Dayal Singh stared down at it, his outstretched hand rigid and his breath coming short. Then suddenly he began to shiver as though he had a fever. His fingers came to life again and he loaded his carbine with furious haste, cursing the while in a harsh unsteady whisper, and leaping to his feet, began to fire at the cliff, re-loading from a handful of bullets he had stuffed into his pocket.
The raft lurched dangerously, riding the full flood of the treacherous current, and the steersman flung his weight over to balance it and yelled to the Sikh to get down. But Dayal Singh was temporarily beyond the reach of reason. A red blaze of rage had swept away caution and he stood squarely astride the body of his dead comrade, facing the cliff and cursing as he fired. A bullet clipped his jaw and blood streamed into his dark beard, and presently his puttees turned red where a second shot had struck his leg. He must have been hit half a dozen times, but he neither flinched nor ceased his steady, furious swearing, until at last a bullet smashed into his chest and he staggered and dropped his carbine and fell back across the body of his fellow Sikh.

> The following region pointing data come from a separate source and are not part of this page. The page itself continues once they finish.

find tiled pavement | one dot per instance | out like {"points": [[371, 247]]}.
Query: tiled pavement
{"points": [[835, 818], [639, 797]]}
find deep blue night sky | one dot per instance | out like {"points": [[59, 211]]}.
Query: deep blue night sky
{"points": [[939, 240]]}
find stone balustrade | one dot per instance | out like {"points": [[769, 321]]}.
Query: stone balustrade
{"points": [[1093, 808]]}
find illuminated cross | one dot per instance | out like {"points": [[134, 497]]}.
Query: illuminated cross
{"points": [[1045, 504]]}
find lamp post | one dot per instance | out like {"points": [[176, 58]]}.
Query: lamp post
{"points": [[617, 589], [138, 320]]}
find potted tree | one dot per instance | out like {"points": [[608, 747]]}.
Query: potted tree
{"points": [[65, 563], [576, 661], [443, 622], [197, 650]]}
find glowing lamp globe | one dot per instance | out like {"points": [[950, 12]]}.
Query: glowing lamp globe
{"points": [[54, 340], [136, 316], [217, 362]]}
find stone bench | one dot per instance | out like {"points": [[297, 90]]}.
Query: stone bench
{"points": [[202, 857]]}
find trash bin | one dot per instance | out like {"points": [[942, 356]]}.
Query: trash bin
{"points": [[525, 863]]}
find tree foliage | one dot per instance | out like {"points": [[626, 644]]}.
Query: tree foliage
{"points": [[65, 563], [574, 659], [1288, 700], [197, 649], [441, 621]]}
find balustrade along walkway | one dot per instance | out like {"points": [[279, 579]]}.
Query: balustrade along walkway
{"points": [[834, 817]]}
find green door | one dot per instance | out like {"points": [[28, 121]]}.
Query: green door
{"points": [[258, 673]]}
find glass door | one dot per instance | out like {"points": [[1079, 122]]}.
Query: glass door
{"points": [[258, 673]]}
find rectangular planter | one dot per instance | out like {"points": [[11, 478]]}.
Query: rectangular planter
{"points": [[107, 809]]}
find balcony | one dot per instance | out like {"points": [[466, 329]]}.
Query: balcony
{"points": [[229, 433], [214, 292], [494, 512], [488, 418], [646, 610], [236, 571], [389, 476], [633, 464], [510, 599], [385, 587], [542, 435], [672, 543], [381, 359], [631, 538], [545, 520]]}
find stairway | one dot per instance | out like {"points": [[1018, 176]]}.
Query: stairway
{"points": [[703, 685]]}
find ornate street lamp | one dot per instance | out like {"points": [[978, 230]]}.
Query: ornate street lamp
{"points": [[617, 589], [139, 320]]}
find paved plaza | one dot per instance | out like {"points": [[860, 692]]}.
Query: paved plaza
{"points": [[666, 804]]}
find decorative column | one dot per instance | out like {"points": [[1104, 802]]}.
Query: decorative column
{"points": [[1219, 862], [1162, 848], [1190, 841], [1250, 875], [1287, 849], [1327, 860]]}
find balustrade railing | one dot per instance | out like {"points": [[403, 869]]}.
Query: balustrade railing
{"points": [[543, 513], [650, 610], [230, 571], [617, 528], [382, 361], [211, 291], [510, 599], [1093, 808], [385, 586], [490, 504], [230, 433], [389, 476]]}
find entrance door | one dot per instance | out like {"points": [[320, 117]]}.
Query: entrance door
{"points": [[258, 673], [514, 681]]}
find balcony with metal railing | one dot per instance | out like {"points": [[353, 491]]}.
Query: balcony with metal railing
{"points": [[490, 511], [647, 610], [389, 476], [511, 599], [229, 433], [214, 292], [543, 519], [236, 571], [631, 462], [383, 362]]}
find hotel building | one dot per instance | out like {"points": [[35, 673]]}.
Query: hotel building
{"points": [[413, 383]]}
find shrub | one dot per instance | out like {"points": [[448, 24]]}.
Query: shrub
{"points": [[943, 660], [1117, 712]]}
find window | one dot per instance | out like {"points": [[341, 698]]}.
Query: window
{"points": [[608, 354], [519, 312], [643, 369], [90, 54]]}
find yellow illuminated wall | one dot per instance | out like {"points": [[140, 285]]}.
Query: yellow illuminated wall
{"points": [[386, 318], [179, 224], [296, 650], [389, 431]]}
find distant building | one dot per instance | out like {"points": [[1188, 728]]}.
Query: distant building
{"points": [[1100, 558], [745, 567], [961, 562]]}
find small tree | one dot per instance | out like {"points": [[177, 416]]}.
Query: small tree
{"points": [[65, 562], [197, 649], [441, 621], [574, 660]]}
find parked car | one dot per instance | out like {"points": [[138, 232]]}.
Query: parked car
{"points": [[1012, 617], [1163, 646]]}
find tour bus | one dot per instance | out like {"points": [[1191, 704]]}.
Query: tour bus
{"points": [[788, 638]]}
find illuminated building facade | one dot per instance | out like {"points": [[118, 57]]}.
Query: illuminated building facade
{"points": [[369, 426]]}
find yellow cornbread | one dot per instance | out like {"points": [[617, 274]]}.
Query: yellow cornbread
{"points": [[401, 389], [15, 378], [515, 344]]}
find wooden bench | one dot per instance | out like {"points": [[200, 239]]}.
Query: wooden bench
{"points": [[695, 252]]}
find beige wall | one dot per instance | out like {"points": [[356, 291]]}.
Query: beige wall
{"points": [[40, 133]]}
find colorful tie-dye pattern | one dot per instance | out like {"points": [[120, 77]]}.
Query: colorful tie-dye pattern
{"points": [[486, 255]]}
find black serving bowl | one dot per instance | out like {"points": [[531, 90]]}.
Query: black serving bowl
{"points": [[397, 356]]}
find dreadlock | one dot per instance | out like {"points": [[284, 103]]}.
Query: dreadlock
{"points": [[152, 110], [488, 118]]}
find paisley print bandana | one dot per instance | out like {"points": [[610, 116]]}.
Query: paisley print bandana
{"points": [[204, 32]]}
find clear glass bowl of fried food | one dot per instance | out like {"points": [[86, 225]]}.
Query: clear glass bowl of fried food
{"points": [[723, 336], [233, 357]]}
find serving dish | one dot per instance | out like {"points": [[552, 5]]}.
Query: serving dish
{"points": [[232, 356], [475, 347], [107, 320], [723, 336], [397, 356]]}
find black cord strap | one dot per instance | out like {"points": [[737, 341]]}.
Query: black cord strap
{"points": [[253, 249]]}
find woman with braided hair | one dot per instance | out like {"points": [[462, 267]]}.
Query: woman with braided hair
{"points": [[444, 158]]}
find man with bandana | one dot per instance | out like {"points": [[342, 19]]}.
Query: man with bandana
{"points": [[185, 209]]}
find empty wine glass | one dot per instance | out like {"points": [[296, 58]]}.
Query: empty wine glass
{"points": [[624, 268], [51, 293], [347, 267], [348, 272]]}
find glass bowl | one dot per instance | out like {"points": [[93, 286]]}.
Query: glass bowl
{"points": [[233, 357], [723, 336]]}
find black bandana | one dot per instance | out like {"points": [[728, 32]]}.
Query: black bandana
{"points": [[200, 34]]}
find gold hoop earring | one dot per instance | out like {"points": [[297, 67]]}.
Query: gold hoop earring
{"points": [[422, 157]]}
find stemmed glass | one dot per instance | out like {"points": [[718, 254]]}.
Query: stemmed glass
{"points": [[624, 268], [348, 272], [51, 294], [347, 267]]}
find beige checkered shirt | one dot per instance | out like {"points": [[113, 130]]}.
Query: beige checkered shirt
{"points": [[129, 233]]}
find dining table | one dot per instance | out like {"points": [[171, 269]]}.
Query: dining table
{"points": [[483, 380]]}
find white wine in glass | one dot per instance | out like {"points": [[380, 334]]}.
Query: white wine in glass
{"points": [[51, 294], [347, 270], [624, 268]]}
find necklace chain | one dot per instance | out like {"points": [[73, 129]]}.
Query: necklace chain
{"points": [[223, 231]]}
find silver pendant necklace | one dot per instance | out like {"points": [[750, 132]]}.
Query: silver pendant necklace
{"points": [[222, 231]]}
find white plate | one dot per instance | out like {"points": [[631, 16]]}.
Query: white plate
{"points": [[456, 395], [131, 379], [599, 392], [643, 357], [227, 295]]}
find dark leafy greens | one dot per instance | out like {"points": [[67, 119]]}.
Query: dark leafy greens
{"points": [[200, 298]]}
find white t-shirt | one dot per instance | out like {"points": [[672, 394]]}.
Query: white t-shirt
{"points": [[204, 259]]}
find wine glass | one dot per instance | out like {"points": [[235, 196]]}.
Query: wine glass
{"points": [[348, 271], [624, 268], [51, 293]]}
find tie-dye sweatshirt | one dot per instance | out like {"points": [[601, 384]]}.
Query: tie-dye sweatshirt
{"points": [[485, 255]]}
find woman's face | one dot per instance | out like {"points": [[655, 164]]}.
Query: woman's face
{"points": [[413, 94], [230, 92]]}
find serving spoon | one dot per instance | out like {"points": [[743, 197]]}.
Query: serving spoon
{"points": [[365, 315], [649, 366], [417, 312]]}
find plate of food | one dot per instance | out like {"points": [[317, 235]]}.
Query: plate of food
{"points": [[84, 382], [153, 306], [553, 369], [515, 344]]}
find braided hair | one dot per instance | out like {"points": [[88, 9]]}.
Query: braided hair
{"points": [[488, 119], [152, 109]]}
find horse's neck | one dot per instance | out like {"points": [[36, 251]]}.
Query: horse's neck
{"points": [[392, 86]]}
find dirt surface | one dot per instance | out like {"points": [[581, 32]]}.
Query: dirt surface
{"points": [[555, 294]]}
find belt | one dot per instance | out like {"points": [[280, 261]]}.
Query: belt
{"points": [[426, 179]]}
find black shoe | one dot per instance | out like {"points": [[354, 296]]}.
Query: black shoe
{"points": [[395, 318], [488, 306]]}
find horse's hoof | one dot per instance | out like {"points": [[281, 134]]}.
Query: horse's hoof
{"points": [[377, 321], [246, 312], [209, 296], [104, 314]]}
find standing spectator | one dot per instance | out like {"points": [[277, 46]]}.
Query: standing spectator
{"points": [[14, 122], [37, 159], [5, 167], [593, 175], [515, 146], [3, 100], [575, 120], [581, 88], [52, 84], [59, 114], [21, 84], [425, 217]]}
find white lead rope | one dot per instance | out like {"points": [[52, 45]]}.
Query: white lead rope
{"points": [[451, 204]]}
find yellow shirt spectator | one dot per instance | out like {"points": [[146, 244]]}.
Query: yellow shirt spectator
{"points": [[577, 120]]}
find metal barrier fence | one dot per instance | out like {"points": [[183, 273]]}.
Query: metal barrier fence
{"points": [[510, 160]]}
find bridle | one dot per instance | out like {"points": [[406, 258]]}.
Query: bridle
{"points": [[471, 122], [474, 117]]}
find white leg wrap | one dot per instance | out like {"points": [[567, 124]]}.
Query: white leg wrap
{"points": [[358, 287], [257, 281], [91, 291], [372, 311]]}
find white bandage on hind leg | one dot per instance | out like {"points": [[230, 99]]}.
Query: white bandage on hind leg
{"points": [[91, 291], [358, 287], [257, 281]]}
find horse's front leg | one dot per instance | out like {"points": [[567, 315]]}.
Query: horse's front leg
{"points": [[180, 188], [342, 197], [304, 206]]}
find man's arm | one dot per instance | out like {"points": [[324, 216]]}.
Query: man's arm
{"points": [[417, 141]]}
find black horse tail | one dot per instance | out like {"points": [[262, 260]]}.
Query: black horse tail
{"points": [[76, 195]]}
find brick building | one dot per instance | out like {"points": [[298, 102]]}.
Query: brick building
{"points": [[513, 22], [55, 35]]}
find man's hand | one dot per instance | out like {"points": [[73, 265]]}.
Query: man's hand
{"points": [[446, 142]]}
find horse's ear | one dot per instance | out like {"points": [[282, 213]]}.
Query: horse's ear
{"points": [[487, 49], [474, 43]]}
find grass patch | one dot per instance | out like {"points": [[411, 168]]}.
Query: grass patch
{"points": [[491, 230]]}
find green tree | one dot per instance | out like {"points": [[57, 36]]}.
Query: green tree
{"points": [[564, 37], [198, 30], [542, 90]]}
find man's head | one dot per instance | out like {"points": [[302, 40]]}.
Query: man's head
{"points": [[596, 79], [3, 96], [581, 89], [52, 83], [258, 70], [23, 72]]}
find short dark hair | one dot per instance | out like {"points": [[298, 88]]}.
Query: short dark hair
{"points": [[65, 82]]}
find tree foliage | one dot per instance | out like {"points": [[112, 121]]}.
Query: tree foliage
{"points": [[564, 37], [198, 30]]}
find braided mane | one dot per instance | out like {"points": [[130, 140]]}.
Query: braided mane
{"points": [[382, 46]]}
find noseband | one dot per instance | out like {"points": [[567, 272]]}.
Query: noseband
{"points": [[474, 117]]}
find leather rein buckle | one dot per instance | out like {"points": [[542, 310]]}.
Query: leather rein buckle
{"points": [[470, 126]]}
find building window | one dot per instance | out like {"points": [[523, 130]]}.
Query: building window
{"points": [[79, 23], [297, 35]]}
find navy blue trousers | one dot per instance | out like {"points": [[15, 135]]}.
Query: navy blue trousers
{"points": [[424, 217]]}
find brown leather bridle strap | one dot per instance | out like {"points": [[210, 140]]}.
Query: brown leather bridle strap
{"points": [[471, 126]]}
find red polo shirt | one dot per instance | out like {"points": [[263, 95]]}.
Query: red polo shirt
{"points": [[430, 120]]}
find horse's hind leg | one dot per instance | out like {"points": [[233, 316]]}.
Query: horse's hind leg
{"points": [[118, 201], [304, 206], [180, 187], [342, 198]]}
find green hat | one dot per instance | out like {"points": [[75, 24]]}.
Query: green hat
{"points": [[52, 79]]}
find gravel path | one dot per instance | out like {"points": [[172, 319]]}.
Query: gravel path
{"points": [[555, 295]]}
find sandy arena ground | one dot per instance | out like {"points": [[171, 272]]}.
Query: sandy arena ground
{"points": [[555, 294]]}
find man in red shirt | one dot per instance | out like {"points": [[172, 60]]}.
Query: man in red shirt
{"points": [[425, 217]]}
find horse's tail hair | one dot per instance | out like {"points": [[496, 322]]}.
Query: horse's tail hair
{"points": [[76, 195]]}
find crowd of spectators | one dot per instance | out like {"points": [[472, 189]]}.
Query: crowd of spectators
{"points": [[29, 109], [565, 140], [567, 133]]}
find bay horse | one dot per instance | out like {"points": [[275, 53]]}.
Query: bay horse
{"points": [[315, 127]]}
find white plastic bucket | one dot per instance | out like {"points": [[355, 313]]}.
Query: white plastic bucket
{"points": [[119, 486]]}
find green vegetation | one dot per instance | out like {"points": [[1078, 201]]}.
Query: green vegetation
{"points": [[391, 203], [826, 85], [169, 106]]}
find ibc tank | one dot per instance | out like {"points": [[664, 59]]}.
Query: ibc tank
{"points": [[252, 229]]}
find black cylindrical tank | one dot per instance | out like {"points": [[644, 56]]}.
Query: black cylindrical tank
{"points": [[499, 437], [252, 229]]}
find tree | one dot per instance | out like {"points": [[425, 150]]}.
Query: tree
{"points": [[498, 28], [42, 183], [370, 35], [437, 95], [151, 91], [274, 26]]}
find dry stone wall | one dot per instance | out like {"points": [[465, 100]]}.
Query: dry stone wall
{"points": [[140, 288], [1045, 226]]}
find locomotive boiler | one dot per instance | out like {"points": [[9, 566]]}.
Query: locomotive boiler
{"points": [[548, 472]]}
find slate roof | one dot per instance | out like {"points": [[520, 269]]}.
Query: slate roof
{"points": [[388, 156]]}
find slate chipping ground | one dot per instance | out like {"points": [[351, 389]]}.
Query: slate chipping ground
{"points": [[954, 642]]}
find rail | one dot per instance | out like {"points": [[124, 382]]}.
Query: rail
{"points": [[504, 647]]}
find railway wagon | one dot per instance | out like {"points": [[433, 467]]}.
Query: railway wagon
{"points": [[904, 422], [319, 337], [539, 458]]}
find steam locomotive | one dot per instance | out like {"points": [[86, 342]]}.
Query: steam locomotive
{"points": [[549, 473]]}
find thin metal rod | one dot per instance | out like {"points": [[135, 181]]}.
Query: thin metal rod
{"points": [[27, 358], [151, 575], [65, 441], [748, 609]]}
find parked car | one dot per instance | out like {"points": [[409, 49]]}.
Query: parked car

His fall tilted the raft violently to one side, and a flood of water raced across it, foaming about the coffin and sweeping away a clutter of tins and equipment; and before Zarin or the steersman could right it, the bodies of the two dead men slid down the wet logs and vanished into the river.
Relieved of their weight, the clumsy craft righted itself and Zarin rose to his knees, and wringing the water from his uniform said bitterly: ‘There go two good men; and in these times we cannot afford to lose even one such. This has indeed been a costly campaign for the Guides.